The National Low-Income Housing Coalition estimates 11 million extremely low-income households in the U.S. pay at least half of their income toward housing, putting them at risk of losing their homes if they fall ill or lose their job.

And in Sacramento County, 81% of extremely low-income households are paying more than half of their income on housing costs, according to the California Housing Partnership.

But for Black Californians, the pathway to homelessness is not solely economic. Many in the UC study reported serious mental health symptoms or hospitalizations or suicide attempts in their pasts, the result of physical or sexual abuse, systemic racism, incarceration or other traumas.

Black Californians who are homeless reported attempted suicide at a higher rate than the sample as a whole. That points to the “devastating effects of experiencing structural and individual traumas while also lacking adequate mental health care,” according to the report.

That, too, parallels the crisis in Black mental health brought by the combined weight of generational trauma, structural anti-Black racism, police violence and other factors.

In California, three in 10 Black women responding to a California Health Care Foundation study on Black Californians and mental health in August, reported mental health conditions. That number was lower for Black men, at about 20%, but many more Black men fail to report their symptoms, researchers say.
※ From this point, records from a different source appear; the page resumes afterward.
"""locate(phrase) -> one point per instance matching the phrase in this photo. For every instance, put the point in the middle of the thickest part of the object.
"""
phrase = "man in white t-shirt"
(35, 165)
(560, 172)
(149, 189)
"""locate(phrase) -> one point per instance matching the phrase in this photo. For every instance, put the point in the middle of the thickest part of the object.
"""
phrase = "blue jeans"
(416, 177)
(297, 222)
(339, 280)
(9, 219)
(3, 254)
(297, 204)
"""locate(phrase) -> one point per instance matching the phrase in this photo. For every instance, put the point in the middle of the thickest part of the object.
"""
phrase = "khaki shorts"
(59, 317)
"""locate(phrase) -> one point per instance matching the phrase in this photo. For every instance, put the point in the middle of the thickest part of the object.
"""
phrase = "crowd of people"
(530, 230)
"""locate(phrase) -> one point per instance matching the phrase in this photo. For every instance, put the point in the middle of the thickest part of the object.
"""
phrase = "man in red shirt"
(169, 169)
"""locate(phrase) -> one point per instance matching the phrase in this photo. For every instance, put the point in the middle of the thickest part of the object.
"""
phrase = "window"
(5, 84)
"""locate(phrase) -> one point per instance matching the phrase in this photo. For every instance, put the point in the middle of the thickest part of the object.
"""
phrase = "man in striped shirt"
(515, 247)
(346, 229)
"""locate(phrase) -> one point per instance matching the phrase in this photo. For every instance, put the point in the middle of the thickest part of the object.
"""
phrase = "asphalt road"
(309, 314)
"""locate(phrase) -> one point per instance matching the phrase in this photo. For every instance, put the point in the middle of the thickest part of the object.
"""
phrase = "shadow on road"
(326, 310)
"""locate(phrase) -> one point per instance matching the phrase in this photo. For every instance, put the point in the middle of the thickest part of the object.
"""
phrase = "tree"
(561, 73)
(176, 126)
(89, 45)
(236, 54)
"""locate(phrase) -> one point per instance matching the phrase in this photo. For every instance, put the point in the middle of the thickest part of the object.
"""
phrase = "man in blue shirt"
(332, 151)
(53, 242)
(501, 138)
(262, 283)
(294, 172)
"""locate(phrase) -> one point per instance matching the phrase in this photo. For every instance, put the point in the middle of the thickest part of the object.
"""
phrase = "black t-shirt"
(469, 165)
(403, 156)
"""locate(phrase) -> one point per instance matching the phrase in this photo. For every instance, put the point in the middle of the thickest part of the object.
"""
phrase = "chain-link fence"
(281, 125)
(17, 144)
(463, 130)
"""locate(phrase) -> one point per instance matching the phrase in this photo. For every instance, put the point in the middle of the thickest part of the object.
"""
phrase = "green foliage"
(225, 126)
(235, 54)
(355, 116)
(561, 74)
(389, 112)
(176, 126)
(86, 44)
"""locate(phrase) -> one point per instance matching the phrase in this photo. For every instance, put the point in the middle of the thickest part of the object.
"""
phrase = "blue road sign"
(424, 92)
Nationally, the crisis has become increasingly deadly. Suicide has become the third leading cause of death for Black male teens and young adults, according to the U.S. Centers for Disease Control and Prevention, with Black men and boys accounting for more than 80% of suicides among African Americans.

But homeless Black Californians who participated in the UCSF study remained hopeful that more navigation help to find and apply for housing, as well as housing vouchers or a small monthly subsidy could help move them out of homelessness, the researchers said.

“The situation for unhoused Black Californians is dire, but it is not insurmountable,” said Tiana Moore, the report’s co-author.

“In the long term, we must recognize and reduce the many factors that impede their search for a permanent home,” Moore said. “In the short term, even modest financial support could help stave off their homelessness.”